Ear infection (acute otitis media), causing pain and deafness, is one of commonest childhood infections.
One parent, whose child had an earache, brought this up at her local Mums & Bubs support group and was flooded with advice.
One mother had started attending a children’s chiropractor during her pregnancy because he claimed that he could prepare her “pelvis for an optimal birth”. Many chiropractors specialise in children, often calling themselves ‘Paediatric Chiropractors’, so-called ‘experts’ in treating children with poor behaviour and concentration, sleeping problems, breastfeeding issues, delays in crawling or walking, colic and reflux symptoms. For ear infections. they often recommend at least 3 to 5 visits for chiropractic ‘adjustments’ before moving onto other options.
This mother believed that these treatments were safe and effective, as they involved gentle manipulations of her baby’s neck (spinal bone C2) to remove the ‘subluxations’ that were causing the problem. She also believed that chiropractic ‘adjustments’ boosted her child’s immune system to help its body function optimally.
A second mother recommended osteopathy as it “can be very effective in the treatment of middle ear infections.” Many osteopaths believe that “children and pregnant mums can benefit enormously from cranial osteopathy”. where practitioners use their finger tips to detect the “very subtle, rhythmical shape change that is present in all body tissues”, which they then compare to what they consider as “ideal”. In children, they claim “growth stresses” might lead to recurrent ear infection, behavioural problems, learning difficulties, headaches and asthma.
This mother understood that cranial osteopathy gave her practitioner an insight into the stresses her child had had from its birthing to the day-to-day knocks and bumps, causing illnesses which could be treated by cranial manipulation.
Involving “massaging the outside of the ear and face/jaw/neck area with diluted essential oils“ to reduce “inflammation and facilitate the drainage of excess fluid”, naturopathy was suggested. Recommended ear drops included basil, eucalyptus, rosemary, lavender, oregano, chamomile, tea tree, vinegar, olive oil, violet leaf, calendula flower, fermented cod liver oil and thyme. If the inflammation was caused by food sensitivities, probiotics were recommended to help “moderate and even reverse those sensitivities over time” and to support the immune system with beneficial bacteria.

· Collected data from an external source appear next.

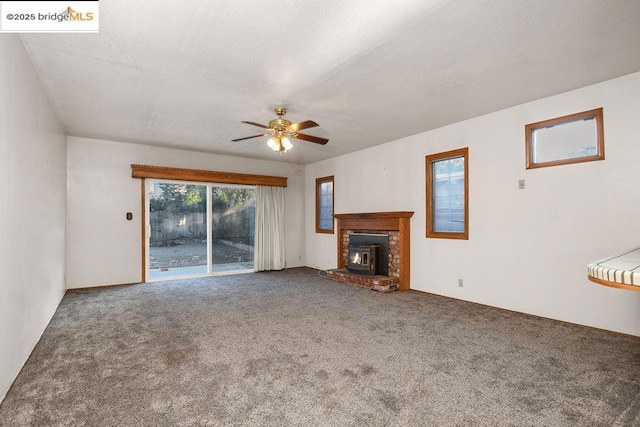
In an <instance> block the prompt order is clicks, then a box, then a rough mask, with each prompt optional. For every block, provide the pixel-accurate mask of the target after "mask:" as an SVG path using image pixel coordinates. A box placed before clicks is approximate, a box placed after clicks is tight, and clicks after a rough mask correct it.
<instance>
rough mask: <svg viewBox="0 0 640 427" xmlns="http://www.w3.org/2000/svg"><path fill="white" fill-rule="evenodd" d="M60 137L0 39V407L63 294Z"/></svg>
mask: <svg viewBox="0 0 640 427" xmlns="http://www.w3.org/2000/svg"><path fill="white" fill-rule="evenodd" d="M65 144H66V137H65V135H64V129H63V128H62V126H61V125H60V123H59V121H58V119H57V116H56V114H55V112H54V110H53V108H52V106H51V104H50V102H49V99H48V97H47V96H46V94H45V92H44V89H43V87H42V84H41V83H40V79H39V78H38V75H37V74H36V72H35V70H34V68H33V66H32V65H31V60H30V59H29V57H28V55H27V52H26V51H25V49H24V46H23V45H22V41H21V40H20V38H19V37H18V36H17V35H13V34H3V35H2V36H0V236H1V239H2V243H1V244H0V274H1V276H2V278H1V279H0V401H2V399H3V398H4V396H5V394H6V392H7V390H8V389H9V386H10V385H11V383H12V382H13V380H14V378H15V377H16V375H17V374H18V372H19V371H20V369H21V368H22V365H23V364H24V362H25V361H26V360H27V357H28V356H29V354H30V353H31V350H32V349H33V347H34V346H35V345H36V343H37V342H38V340H39V339H40V336H41V335H42V332H43V331H44V329H45V327H46V326H47V324H48V323H49V320H51V317H52V316H53V313H54V312H55V310H56V308H57V307H58V304H59V302H60V300H61V299H62V296H63V295H64V291H65V283H64V247H65V242H64V239H65V236H64V227H65V195H66V154H65V153H66V149H65Z"/></svg>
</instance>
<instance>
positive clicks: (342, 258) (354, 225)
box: [333, 211, 413, 291]
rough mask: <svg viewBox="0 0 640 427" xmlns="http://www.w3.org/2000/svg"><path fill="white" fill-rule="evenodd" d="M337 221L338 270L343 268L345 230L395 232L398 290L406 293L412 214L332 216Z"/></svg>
mask: <svg viewBox="0 0 640 427" xmlns="http://www.w3.org/2000/svg"><path fill="white" fill-rule="evenodd" d="M333 216H334V217H335V218H337V219H338V236H339V238H338V268H343V267H344V266H345V263H344V258H343V256H342V253H343V251H344V242H343V240H342V237H341V236H342V234H343V233H344V231H345V230H353V231H365V232H366V231H397V232H398V239H399V248H400V277H399V279H400V283H399V289H400V290H403V291H406V290H409V287H410V269H411V255H410V253H411V244H410V242H411V240H410V238H411V229H410V220H411V217H412V216H413V212H409V211H399V212H367V213H347V214H334V215H333Z"/></svg>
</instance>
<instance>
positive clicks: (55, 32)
mask: <svg viewBox="0 0 640 427" xmlns="http://www.w3.org/2000/svg"><path fill="white" fill-rule="evenodd" d="M0 14H1V15H0V32H1V33H97V32H98V28H99V27H98V25H99V10H98V1H70V2H64V1H2V2H0Z"/></svg>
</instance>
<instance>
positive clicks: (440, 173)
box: [426, 148, 469, 240]
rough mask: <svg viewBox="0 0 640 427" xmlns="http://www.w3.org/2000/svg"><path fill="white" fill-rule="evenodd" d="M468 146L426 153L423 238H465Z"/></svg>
mask: <svg viewBox="0 0 640 427" xmlns="http://www.w3.org/2000/svg"><path fill="white" fill-rule="evenodd" d="M468 153H469V149H468V148H461V149H458V150H452V151H447V152H443V153H437V154H432V155H429V156H426V177H427V233H426V234H427V237H433V238H444V239H464V240H467V239H469V173H468V172H469V162H468Z"/></svg>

One mother thought that ear infection might be caused by allergies. ‘Kinesiology’ was suggested. This involves testing for “allergies using muscle testing as opposed to needles“. Her practitioner made the diagnosis by asking her child to hold their arm straight out in front of their body. He then applied pressure to that arm to see if the child could hold it up. He claimed that the arm’s staying up or down identified the food allergy or sensitivity which was contributing to either inflammation or a weak immune system which resulted in the ear infection.
Acupuncture was also suggested, to activate the child’s own healing abilities, as was a homeopathic nasal spray, which claimed to encourage draining and reduce mucus production.
Other alternative interventions were reflexology,electro-dermal testing, Reiki, drinking lots of water and sticking a clove of garlic in the child’s ear! The list went on.
By three years of age, the majority of children would have experienced at least one bout of ear infection, which, in over 80% of children, clears up without any treatment. For uncomplicated ear infection and ear pain, GPs might therefore suggest that the parent patiently observe the child and report any deterioration. Neither herbal ear drops nor antibiotics make much difference. However, for pain relief, anaesthetic drops work better than placebo drops.
For recurrent ear infections, grommets (ventilation tubes) have a significant role in maintaining a ‘disease-free’ state in the first six months after insertion. Other treatments involve antibiotics, which can provide a statistically significant reduction of pain with the additional benefits of reducing membrane perforations and infection in the other ear. However, these benefits should be weighed against possible harms from antibiotics affecting 7% of children, such as vomiting, diarrhoea or rash.
In reality, many childhood conditions are self-limiting in that they resolve unassisted. Because new families are particularly vulnerable, it is not surprising that so many ‘alternative practitioners’, some located in pharmacies, offer a wide range of unproven or disproven placebo interventions, growing their businesses by targeting this lucrative market.
One response to “Just Who’s Targeting our Toddlers?”
Most even handed article from Ms Marron I have ever seen. Thank you. It has long been obvious that no one profession has all the answers for everyone. Generally people go to the people they trust first, their GP. When results are not obtained they look elsewhere, and when they find help, often instant, whether they understand or not,[ and who understands HOW antalgics or antibiotics work ], there is an increased chance they will return. The inference that ear problems are otitis media, which is an infection, to which the later connection of antibiotics is made, perpetuates the myth that ear problems are infections, when all the evidence indicates that in the vast majority of cases, there is NO INFECTION, hence the failure of antibiotics. AS well grommets also do NOT have evidence based support for their use. Being such an advocate of EBM I find it strange that Ms M. does not mention this, and may well be why a range of non-drug care gets patient satisfaction in what may well be a multi-factorial problem.